Quest For The Best: Gelato in Rome

Gelato is my favorite. It’s creamier than most other ice cream. The flavor comes through clearer. It has structural integrity. And, it’s often served with a wafer cookie, perched rakishly in between the flavors (usually you are allowed at least two, even in a small cup).

Rome is known for its gelato. So, of course, while there I made it my personal quest to find the very best gelato on hand. I tried five gelaterias – one for each of the five days I visited. Here are the results:


5. Gelateria del Teatro was lauded in my guidebook, and I can understand why; the flavors were all-natural and fresh. The décor of the shop was modern and charming. Predictably, it was crowded with other tourists who had (presumably) read my guidebook. But their gelato didn’t taste authentic. I ordered a cup with white peach and lavender as well as almond, and both were gritty and icy. The white peach and lavender tasted more herbal than floral and the almond was reminiscent of almond butter, rather than ice cream. A good place to cool off, but not for the real deal.

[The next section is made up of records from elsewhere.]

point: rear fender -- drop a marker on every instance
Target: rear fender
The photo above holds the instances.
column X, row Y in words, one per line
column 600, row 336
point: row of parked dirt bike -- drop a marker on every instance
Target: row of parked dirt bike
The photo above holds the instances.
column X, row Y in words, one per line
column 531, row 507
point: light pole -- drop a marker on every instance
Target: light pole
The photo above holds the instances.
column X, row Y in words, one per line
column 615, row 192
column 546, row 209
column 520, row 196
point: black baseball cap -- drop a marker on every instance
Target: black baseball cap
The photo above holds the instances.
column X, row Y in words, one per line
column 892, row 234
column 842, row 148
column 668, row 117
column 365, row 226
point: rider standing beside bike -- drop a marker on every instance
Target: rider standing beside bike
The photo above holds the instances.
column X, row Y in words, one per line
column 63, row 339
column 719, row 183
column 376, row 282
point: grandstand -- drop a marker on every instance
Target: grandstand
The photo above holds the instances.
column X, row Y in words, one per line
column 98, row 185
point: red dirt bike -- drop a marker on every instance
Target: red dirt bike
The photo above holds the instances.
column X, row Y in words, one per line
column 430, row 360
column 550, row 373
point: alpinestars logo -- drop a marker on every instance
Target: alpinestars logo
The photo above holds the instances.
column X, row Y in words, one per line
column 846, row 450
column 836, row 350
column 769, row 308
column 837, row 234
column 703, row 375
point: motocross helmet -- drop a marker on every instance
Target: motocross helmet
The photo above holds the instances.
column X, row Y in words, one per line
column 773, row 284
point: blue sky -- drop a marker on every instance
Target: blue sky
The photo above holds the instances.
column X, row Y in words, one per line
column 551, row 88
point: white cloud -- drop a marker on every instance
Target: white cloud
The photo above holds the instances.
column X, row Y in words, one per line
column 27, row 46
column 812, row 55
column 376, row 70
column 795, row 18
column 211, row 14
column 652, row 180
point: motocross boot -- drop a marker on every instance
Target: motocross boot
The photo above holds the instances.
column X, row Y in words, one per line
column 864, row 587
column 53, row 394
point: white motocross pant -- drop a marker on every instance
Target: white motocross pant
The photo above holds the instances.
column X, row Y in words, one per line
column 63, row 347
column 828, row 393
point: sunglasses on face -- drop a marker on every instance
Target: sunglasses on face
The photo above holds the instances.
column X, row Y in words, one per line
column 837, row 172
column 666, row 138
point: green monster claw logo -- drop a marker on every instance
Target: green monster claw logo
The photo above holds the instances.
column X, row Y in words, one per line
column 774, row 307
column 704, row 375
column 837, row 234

4. We visited San Crispino to console ourselves after discovering that Trevi Fountain had been drained. The texture resembled ice cream more than gelato, but the flavor was lovely. Order their signature flavor (honey).


3. Barberini. I stumbled upon this place after a trip to Volpetti (the shops are neighbors). It was (literally) 95 degrees outside and 3pm – a perfect time for gelato. Barberini did not disappoint. The décor was old school, and the ice cream was too. Of the flavors I tried (yes, I returned), custard was my favorite (I loved the subtle lemon flavor). The two buttery sugar cookies they use to top your coppa are a nice touch.


2. Giolitti. Your guidebooks may advise you to visit the Giolitti in Centro Storico (the gelateria frequented by Audrey Hepburn in Roman Holiday). Go instead to the Giolitti in Testaccio. The Giolitti in Centro Storico is a zoo. You have to wait in a long line to pay and then a long line to pick out the ice cream. They offer a wide variety of flavors, but the ones I tried were disappointing (though the texture was spot on). The Giolitti in Testaccio is cozy and operated by two kind gentlemen. When the one behind the counter asks you whether you want panna (whipped cream) added (free of charge) and you say no, he looks at you like you’re crazy (he’s right). Texture and flavor are perfect. Try the pistachio.


1. Il Caruso. At Il Caruso I experienced the apex of my lifelong gelato eating career. Here is why: I harbor a deep devotion to zabaglione gelato (an egg nog of sorts, but made with marsala wine and without the nutmeg). Il Caruso perfectly executed my zabaglione. Unlike the zabagliones I tried at other locations, the zabaglione at Il Caruso was not too strong, but just right. The texture was perfect. Ditto for the Mandorla (almond). And, to top it all off (literally), they make zabaglione panna. I was in heaven. Il Caruso is off the beaten track, but please go.


Where did I miss? Who makes your favorite gelato in Rome?